JERUSALEM — A recently approved apartment building in a West Bank settlement was reportedly funded by an organization headed by David Friedman, U.S. President Donald Trump’s nominee for ambassador to Israel.
The planned five-story apartment building, which will hold 20 apartments, is financed by American Friends of Beit El Institutions, which Friedman chairs, according to a television report Wednesday by Israel’s Channel 2 News. Prime Minister Benjamin Netanyahu’s government OK’d the building in Beit El as part of the first wave of approvals of settler homes since Trump took office.
In the past two weeks, Israel has approved about 6,000 homes in the West Bank and eastern Jerusalem. Most of the homes are slated to go up in the major settlement blocs, which Israel expects to keep as part of any peace deal with the Palestinians. The apartment in Beit El was an exception, which Defense Minister Avigdor Liberman said was approved as part of a High Court of Justice decision.
American Friends of Beit El Institutions, which is an American nonprofit organization, raised almost $667,000 for its Israeli counterpart, the Organization for the Sukkat Ovadia Yeshiva of Beit El, Channel 2 reported.
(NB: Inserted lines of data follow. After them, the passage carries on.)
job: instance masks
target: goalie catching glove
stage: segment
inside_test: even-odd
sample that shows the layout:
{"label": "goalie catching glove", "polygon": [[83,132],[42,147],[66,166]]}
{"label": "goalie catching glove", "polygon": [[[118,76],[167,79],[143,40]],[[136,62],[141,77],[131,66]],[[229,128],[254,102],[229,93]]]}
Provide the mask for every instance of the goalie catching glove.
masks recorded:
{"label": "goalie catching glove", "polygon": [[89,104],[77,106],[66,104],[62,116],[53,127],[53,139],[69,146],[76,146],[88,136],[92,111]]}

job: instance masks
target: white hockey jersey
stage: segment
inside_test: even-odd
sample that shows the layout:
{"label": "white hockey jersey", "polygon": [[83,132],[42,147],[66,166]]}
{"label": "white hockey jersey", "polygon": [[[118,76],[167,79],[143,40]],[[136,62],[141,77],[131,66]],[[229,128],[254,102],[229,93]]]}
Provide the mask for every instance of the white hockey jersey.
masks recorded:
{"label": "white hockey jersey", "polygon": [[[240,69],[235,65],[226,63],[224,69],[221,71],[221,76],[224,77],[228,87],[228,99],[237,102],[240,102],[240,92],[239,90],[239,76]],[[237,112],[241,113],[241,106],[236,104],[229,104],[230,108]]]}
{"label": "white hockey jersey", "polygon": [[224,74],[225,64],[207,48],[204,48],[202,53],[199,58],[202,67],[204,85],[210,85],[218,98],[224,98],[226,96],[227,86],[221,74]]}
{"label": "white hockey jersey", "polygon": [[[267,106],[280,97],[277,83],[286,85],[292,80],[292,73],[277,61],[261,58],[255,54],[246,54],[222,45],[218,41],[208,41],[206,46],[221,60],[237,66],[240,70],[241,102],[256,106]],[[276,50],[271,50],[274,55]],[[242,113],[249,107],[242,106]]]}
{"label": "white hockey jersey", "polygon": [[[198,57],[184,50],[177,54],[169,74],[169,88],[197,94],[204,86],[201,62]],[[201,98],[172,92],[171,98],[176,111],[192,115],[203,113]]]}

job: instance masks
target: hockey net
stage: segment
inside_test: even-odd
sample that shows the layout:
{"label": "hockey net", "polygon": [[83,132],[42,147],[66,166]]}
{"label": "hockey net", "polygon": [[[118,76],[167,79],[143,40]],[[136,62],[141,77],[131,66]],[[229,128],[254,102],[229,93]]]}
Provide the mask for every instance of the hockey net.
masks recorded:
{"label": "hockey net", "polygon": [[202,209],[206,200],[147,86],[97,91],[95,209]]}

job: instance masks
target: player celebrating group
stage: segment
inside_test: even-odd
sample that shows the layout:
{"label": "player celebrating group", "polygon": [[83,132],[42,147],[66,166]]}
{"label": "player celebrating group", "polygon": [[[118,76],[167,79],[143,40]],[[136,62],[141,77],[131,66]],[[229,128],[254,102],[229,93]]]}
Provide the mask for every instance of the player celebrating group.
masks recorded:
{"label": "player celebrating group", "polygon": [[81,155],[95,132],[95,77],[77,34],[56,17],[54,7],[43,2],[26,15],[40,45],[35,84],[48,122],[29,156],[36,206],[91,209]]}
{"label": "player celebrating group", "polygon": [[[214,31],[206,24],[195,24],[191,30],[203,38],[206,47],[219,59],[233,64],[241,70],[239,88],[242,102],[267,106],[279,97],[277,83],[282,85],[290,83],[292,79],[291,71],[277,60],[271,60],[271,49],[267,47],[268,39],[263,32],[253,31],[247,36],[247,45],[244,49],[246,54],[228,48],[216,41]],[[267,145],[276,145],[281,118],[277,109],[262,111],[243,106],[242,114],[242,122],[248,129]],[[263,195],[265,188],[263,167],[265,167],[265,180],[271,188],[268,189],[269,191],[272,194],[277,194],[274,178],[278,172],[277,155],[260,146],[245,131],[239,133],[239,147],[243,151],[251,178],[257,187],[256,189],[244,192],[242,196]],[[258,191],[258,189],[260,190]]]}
Friedman’s name appears on several buildings in Beit El funded by the American organization.
The Israeli organization funded several illegal construction projects on private Palestinian land, including the expansion of Beit El’s Ulpana neighborhood, part of which was evacuated by order of the High Court of Justice in 2012. The planned apartment building is also to be built partly on private Palestinian land, but could be legalized after the fact by the controversial new “regulation law.”
A founder of Beit El has said Trump donated $10,000 to Beit El in 2003 in honor of his friend Friedman. The family of Jared Kushner, Trump’s son-in-law and senior advisor, has also donated tens of thousands of dollars over the years to West Bank settlements.
Trump named Freidman to be the Israel ambassador in December, but a date has yet to be set for his approval hearing by the Senate Foreign Relations Committee. Dovish Jewish groups oppose his appointment over his far-right politics and his comment in an op-ed last year that supporters of the left-wing Jewish lobby J Street are worse that Jews who collaborated with the Nazis.